In my ANTLr code, we should be able to recognize strings, characters, hexadecimal numbers etc.
However, in my code, when I test it like this:
grun A1_lexer tokens -tokens test.txt
With my test.txt file being a simple string, such as "pineapple", it is unable to recognize the different tokens.

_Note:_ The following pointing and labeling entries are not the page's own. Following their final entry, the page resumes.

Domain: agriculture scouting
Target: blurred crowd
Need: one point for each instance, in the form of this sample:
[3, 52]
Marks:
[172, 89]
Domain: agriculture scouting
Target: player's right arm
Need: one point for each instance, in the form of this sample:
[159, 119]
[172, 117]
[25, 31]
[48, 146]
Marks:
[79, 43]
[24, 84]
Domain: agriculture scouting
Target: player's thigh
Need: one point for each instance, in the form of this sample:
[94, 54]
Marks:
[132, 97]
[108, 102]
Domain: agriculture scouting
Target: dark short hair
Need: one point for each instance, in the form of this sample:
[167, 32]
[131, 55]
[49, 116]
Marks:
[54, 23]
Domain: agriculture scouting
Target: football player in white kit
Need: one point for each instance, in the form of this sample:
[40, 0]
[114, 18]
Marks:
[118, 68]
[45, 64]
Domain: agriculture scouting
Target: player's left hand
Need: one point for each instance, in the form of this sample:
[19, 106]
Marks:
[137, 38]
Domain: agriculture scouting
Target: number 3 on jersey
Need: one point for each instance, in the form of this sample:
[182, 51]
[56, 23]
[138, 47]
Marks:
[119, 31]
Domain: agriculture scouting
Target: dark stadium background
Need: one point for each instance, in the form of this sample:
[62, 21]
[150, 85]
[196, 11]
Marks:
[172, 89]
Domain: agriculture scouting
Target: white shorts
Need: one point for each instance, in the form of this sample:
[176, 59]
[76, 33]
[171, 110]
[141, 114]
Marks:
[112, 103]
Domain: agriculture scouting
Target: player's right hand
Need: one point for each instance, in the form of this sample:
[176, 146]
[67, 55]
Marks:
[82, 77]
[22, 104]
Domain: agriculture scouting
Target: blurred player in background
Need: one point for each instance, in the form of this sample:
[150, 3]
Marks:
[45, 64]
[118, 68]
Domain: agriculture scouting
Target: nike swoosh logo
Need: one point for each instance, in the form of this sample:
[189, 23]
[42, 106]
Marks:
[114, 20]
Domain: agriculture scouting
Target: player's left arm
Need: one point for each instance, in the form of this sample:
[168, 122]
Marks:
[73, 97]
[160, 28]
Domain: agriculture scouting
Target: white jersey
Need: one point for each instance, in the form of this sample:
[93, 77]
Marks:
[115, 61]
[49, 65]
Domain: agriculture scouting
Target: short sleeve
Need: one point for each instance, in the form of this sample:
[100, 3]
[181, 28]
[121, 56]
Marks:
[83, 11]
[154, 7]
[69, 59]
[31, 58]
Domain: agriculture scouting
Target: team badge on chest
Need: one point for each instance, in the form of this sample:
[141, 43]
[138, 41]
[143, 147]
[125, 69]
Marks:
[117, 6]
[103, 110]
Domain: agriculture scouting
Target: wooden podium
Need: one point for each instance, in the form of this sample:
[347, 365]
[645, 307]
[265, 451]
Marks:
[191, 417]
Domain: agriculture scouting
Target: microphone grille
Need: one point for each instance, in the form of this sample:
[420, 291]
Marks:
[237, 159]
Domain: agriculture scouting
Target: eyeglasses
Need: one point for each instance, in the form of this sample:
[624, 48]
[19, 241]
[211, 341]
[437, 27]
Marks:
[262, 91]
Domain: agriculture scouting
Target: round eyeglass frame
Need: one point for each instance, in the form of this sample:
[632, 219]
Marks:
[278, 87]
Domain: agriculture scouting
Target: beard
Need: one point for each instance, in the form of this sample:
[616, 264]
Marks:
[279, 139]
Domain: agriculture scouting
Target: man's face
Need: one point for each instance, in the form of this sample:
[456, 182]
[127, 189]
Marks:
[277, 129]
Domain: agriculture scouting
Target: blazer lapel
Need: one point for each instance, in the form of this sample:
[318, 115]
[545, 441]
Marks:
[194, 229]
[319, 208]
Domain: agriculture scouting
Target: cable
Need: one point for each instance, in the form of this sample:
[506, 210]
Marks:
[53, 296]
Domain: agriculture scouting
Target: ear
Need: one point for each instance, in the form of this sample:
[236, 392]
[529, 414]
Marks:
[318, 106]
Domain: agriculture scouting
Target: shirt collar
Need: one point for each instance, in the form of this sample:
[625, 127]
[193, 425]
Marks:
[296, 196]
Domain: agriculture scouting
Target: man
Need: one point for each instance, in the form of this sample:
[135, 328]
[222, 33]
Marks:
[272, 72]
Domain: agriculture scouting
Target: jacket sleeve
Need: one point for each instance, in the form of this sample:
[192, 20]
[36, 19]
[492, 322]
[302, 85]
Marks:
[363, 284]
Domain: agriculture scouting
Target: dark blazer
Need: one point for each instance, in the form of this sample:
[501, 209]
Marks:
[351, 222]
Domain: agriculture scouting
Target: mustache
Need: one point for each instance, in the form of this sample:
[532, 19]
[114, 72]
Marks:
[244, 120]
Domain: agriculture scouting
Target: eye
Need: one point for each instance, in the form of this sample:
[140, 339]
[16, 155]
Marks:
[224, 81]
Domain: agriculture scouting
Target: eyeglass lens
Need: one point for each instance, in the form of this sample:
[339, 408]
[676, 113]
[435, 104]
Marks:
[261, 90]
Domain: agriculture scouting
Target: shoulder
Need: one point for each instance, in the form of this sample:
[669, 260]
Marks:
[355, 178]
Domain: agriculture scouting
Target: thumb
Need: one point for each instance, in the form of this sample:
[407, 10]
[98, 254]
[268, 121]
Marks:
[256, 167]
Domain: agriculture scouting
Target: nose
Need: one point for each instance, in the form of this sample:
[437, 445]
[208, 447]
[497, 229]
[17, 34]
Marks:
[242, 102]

In my lexer, I define the following helper tokens:
fragment Delimiter: ' ' | '\t' | '\n' ;
fragment Alpha: [a-zA-Z_];
fragment Char: ['a'-'z'] | ['A' - 'Z'] | ['0' - '9'] ;
fragment Digit: ['0'-'9'] ;
fragment Alpha_num: Alpha | Digit ;
fragment Single_quote: '\'' ;
fragment Double_quote: '\"' ;
fragment Hex_digit: Digit | [a-fA-F] ;
And I define the following tokens:
Char_literal : (Single_quote)Char(Single_quote) ;
String_literal : (Double_quote)Char*(Double_quote) ;
Id: Alpha Alpha_num* ;
I run it like this:
grun A1_lexer tokens -tokens test.txt
And it outputs this:
line 1:0 token recognition error at: '"'
line 1:1 token recognition error at: 'p'
line 1:2 token recognition error at: 'ine'
line 1:6 token recognition error at: 'p'
line 1:7 token recognition error at: 'p'
line 1:8 token recognition error at: 'l'
line 1:9 token recognition error at: 'e"'
[@0,5:5='a',<Id>,1:5]
[@1,12:11='<EOF>',<EOF>,2:0]
I am really wondering what the problem is and how I could fix it. Thanks.
UPDATE 1:
fragment Delimiter: ' ' | '\t' | '\n' ;
fragment Alpha: [a-zA-Z_];
fragment Char: [a-zA-Z0-9] ;
fragment Digit: [0-9] ;
fragment Alpha_num: Alpha | Digit ;
fragment Single_quote: '\'' ;
fragment Double_quote: '\"' ;
I have updated the code, I got rid of the un-necessary single quotes in my Char classification. However, I get the same output as before.
UPDATE 2:
Even when I make the changes suggested, I still get the same error. I believed the problem is that I am not recompiling, but I am. These are the steps that I take to recompile.
antlr4 A1_lexer.g4
javac A1_lexer*.java
chmod a+x build.sh
./build.sh
grun A1_lexer tokens -tokens test.txt
With my build.sh file looking like this:
#!/bin/bash
FILE="A1_lexer"
ANTLR=$(echo $CLASSPATH | tr ':' '\n' | grep -m 1 "antlr-4.7.1-
complete.jar")
java -jar $ANTLR $FILE.g4
javac $FILE*.java
Even when I recompile, my antlr code is still unable to recognize the tokens.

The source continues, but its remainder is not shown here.